Shabu-shabu (cuisine japonaise) : Le shabu-shabu (しゃぶしゃぶ) est une variante japonaise de la fondue chinoise, proche du sukiyaki. Shabu-shabu est l’onomatopée japonaise correspondant au bruit de la viande plongée dans le bouillon chaud.
Préparation du shabu-shabu : Le shabu-shabu traditionnel utilise seulement de fines tranches de bœuf, mais le porc est parfois aussi utilisé, notamment dans le sud de Kyūshū. La viande est accompagnée de tofu et de légumes comme le chou chinois et les champignons shiitaké coupés finement. Certains ajoutent des udon.
Les restaurants spécialisés utilisent un bouillon de bœuf et de légumes, mais un bouillon d’algues kombu est également courant.
Le récipient traditionnel est une marmite (nabe) en terre cuite, installé au milieu de la table. Plus simplement, une grande casserole posée sur un réchaud ou un appareil électrique peuvent se trouver dans les ménages ou dans certains restaurants.
Les ingrédients sont plongés dans le bouillon en ébullition puis trempés dans deux sauces froides. L’une, le gomadare, parfumée au sésame, est obtenue en mélangeant la sauce de soja au sésame finement broyé.
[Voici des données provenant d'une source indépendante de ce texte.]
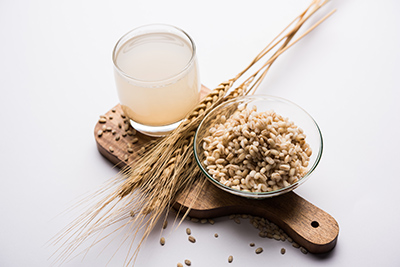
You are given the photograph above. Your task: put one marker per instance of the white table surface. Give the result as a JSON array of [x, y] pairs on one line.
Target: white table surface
[[56, 78]]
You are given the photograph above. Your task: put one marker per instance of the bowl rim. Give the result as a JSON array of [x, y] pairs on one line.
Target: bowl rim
[[259, 194]]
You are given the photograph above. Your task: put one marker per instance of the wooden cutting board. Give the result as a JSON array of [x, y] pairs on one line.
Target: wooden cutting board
[[306, 224]]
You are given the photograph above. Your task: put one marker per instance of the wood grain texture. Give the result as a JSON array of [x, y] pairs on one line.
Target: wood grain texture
[[305, 223]]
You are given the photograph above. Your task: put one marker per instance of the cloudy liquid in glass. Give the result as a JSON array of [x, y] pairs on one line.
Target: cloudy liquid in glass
[[157, 86]]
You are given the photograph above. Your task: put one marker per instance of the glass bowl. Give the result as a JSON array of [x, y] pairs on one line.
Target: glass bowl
[[263, 103]]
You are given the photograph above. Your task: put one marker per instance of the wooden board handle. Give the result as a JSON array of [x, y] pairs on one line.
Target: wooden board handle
[[306, 224]]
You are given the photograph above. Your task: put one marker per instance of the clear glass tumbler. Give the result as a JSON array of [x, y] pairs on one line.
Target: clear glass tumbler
[[157, 77]]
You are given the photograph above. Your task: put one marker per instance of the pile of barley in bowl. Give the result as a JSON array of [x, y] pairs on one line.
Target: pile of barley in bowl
[[256, 151]]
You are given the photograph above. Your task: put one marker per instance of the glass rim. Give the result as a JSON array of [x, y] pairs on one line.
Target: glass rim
[[122, 40], [259, 195]]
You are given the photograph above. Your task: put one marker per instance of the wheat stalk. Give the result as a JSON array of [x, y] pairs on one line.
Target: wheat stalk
[[146, 189]]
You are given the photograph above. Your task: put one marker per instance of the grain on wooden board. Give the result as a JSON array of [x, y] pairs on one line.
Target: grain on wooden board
[[230, 259], [162, 241]]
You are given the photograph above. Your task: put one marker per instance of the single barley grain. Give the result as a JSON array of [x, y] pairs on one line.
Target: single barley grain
[[230, 259], [162, 241], [194, 220], [259, 250], [303, 250]]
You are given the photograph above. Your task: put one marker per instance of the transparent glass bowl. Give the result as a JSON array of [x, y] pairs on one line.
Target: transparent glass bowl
[[282, 107]]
L’autre, le ponzu, est un mélange de jus de yuzu ou d’orange amère à la sauce de soja.
Histoire du shabu-shabu  : Le shabu-shabu est d’origine mongole, variante de la fondue mongole, il s’agit d’une recette pékinoise de l’époque de la dynastie Yuan, lorsque la Chine était sous le joug de l’empire mongol, le shuan yangrou (涮羊肉, « viande de mouton trempée dans l’eau bouillante »), utilisant des tranches fines de mouton.
En 1952, un restaurant d’Osaka, le Suehiro, importa ce plat en l’adaptant au goût japonais. Le mouton n’étant pas très courant au Japon, il a donc été remplacé par le bœuf, très apprécié des Japonais, surtout celui de Kobe.
Trois ans plus tard, un restaurant tokyoïte, le Zakuro, se mit à servir le shabu-shabu. Rapidement, ce plat devint populaire dans tout le Japon.